Coincidentally or not, our governor, in his infinite wisdom, recently made the announcement that the state would be prosecuting anyone found to be "price gouging" or increasing the price of gas unreasonably during this disruption. "How dare these evil people take advantage of all of us!," the thinking goes. "They should be thrown in jail for increasing the price of gas even more that it already is."

This leads me to ask the question: Which is better, paying about $4.50 per gallon and filling up the tank or paying $3.75 per gallon and not being able to get any? I am sure that local gas station owners want to be good citizens and neighbors. Or perhaps they are just afraid of prosecution.
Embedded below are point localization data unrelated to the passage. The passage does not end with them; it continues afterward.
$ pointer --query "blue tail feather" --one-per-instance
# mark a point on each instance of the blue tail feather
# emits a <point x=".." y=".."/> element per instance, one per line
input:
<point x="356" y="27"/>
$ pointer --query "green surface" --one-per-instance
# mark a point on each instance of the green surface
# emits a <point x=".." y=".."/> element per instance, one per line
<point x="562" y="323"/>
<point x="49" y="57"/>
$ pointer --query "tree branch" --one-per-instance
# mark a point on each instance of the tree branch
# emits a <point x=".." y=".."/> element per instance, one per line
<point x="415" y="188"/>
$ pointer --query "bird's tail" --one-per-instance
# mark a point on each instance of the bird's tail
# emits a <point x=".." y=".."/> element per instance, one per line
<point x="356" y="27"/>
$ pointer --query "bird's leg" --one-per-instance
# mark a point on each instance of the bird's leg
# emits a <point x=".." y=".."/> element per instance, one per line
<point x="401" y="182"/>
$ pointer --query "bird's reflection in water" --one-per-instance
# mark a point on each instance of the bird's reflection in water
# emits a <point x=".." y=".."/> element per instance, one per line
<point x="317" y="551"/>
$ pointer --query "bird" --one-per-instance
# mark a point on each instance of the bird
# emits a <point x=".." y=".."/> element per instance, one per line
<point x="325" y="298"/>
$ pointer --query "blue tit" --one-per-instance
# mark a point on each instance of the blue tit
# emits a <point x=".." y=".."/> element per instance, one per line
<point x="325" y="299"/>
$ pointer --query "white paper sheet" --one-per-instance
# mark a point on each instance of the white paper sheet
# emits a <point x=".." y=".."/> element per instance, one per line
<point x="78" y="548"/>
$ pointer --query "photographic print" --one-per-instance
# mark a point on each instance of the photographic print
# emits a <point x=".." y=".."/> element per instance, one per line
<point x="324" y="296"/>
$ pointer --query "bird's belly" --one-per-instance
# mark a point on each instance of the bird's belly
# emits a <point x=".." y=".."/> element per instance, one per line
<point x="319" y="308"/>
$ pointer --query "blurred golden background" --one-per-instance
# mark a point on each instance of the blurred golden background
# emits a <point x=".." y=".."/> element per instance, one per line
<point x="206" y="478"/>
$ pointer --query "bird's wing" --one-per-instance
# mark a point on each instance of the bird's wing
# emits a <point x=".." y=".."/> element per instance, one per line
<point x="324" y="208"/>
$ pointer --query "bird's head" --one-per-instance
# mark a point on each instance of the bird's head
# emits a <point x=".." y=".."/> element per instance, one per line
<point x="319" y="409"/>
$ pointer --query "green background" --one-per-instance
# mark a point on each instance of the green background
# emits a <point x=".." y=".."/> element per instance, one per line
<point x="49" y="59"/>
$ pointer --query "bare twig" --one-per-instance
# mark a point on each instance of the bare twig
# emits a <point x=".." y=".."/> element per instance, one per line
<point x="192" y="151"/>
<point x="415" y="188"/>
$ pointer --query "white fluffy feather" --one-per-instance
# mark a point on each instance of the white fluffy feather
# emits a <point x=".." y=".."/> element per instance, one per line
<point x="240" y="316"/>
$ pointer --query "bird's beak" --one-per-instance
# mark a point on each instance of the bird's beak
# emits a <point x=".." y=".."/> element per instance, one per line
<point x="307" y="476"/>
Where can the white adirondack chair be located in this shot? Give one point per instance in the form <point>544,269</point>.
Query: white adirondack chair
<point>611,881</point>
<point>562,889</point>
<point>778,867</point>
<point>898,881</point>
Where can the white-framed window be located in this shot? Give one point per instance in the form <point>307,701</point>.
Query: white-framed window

Or perhaps they don't want to be thought of as evil "price gougers."

From what I remember from Economics 101, when a commodity is scarce, the price of the commodity will go up. This causes two things to happen. First, people use less because of the higher price. Second, the higher price encourages the sellers to find more product and increase the supply. The combination of both brings supply and demand back into balance (in this case, gas stations would not run out of gas.)

In time, as more supply is found, or the disruption is corrected, the price returns to the previous level. Since gas stations are running out of gas, this is not happening. If the price of gas were allowed to go up, as abhorrent as this sounds, all the gas we need would be available.

This current disruption will not last long and we will soon be back to "normal." Six months from now it will have been forgotten.

But this provides us with a textbook example of how basic economics works, which unfortunately does not get taught much anymore.